October 8, 2009 at 8:33 am
Vic, the real goal of the new G-28 was to eliminate the “other” box for people who can represent parties. This makes it impossible for a notario to submit a G-28. When combined with the recent statement by EOIR about the very limited circumstances under which a judge may allow in-court “representation” by a “friend” who is not compensated, pursuant to written request and representations each time, you can see that EOIR and USCIS have worked together to try to accomplish something that is very important for the protection of foreign nationals from incompetent notarios. I’m sure you can appreciate that.
Best regards,
Robert Divine
October 8, 2009 at 10:35 am
Robert, thanks for your insightful comments. It’s good to hear that the intent behind the change was noble.
Clearly, restricting the ability of a “notario” to submit a G-28 and enter an appearance in an immigration matter is a valid and important public policy concern, and I applaud any effort to protect the public from the unauthorized practice of law by anyone who is not licensed as an attorney or otherwise recognized as an accredited representative in immigration matters. At the same time though, that raises another question–
I’m not a UPL expert, but I thought that notarios have never been authorized to enter their appearance in U.S. immmigration matters. So, shouldn’t the immigration agencies have been rejecting their G-28s marked “Others,” anyway? The old G-28 required anyone marking a G-28 using the “Others” option to provide a full explanation. I’m curious as to what sort of explanations notarios used to sneak by the agency gatekeepers in the past.
Incidentally, I’ve heard that another group that has been affected by the elimination of the “Others” option are law students working under the supervision of immigration law professors.
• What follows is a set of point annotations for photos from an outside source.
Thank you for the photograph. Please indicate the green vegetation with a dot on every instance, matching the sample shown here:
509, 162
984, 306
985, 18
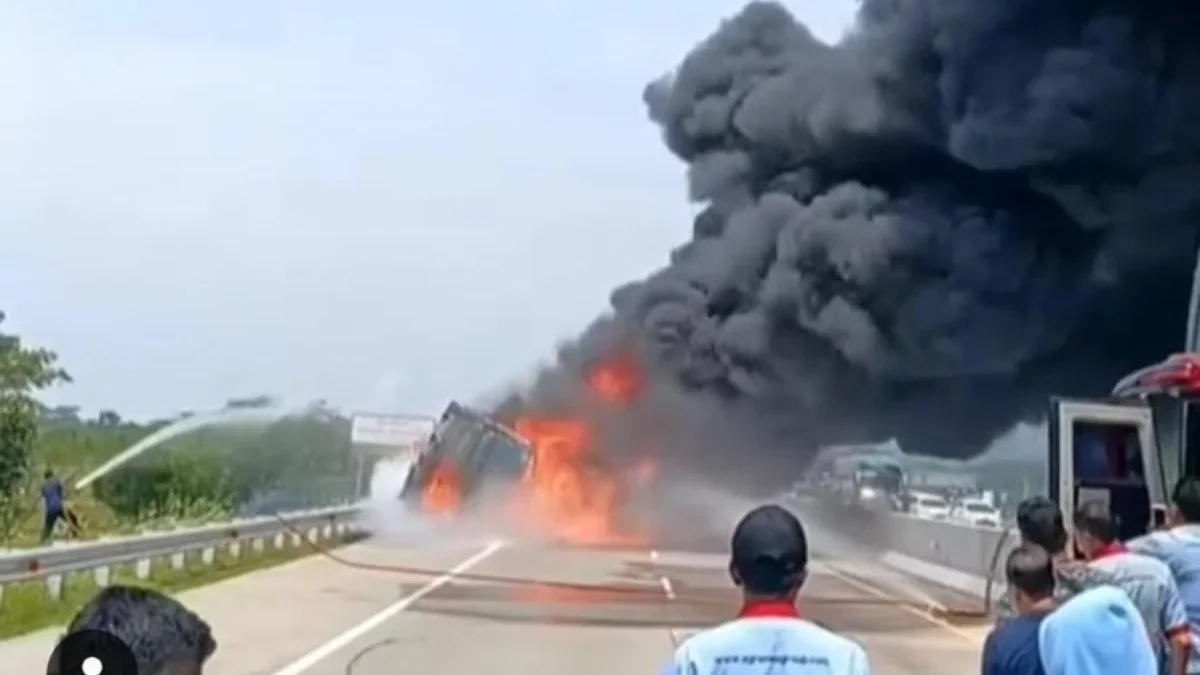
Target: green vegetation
303, 460
25, 608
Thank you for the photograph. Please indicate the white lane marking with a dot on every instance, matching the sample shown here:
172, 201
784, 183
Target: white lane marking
895, 601
372, 622
669, 590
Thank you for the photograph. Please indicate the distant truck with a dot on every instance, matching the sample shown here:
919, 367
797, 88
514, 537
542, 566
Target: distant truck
480, 453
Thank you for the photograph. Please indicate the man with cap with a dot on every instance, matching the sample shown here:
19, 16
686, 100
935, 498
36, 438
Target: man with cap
768, 563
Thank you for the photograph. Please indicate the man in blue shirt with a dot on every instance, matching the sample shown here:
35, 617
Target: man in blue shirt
769, 563
1041, 523
163, 637
1179, 547
1146, 580
53, 499
1012, 647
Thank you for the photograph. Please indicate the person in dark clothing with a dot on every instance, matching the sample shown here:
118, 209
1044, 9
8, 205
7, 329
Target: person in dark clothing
1012, 646
1041, 523
53, 502
165, 637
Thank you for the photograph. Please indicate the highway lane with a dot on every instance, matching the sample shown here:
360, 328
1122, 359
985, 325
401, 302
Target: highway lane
318, 617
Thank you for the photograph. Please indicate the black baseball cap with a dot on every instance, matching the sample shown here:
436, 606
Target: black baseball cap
769, 549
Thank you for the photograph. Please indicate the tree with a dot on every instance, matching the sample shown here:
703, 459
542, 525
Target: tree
24, 371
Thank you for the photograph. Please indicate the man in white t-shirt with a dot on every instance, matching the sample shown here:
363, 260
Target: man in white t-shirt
769, 563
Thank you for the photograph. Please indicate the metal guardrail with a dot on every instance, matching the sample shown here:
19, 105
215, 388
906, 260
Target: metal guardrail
52, 563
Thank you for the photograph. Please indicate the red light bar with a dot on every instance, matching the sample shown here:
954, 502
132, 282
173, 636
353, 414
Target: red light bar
1180, 374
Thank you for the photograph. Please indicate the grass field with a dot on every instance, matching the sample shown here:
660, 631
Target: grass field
25, 608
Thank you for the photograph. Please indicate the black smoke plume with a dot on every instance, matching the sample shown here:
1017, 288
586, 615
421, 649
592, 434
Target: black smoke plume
918, 233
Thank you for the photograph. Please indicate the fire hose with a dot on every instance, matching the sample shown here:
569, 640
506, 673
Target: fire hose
634, 593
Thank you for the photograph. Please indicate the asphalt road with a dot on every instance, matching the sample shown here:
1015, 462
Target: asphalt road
321, 617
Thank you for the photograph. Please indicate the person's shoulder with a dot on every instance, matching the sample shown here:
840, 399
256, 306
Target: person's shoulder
1078, 575
738, 631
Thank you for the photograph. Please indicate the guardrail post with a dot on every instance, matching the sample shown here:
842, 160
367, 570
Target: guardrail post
54, 586
51, 566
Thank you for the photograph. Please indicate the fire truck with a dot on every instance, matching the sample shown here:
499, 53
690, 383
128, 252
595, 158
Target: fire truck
481, 453
1128, 449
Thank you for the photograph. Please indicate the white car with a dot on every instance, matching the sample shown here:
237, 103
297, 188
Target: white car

I’m sure a workaround/exception will be developed for this use, but confusion reigns at the moment.
Also, going back to the notario issue for a moment — AILA maintains an excellent compendium of information on how to file a complaint against unauthorized notarios and other “immigration consultants.” The AILA web page with state-specific info on filing complaints can be found at http://www.aila.org/content/default.aspx?docid=26749.
October 8, 2009 at 9:01 pm
I also find it interesting that the form instructions clearly limit filing the form G-28 by attorneys admitted to practice in the US. The G-28I is for attorneys represented elsewhere and relates to representation outside the U.S. It would seem to limit the ability of attorneys not admitted to the U.S. to file an I-130, for example, at a CIS service center for a client living outside the U.S. –Andy Wizner
October 16, 2009 at 6:36 pm
[...] a recent post by an immigration colleague notes, quite a brouhaha has erupted within the immigration bar and among purveyors of immigration [...]
November 18, 2009 at 4:28 pm
The law student issue is a major one, as so many law schools have immigration clinics that encourage law students to represent clients at immigration court.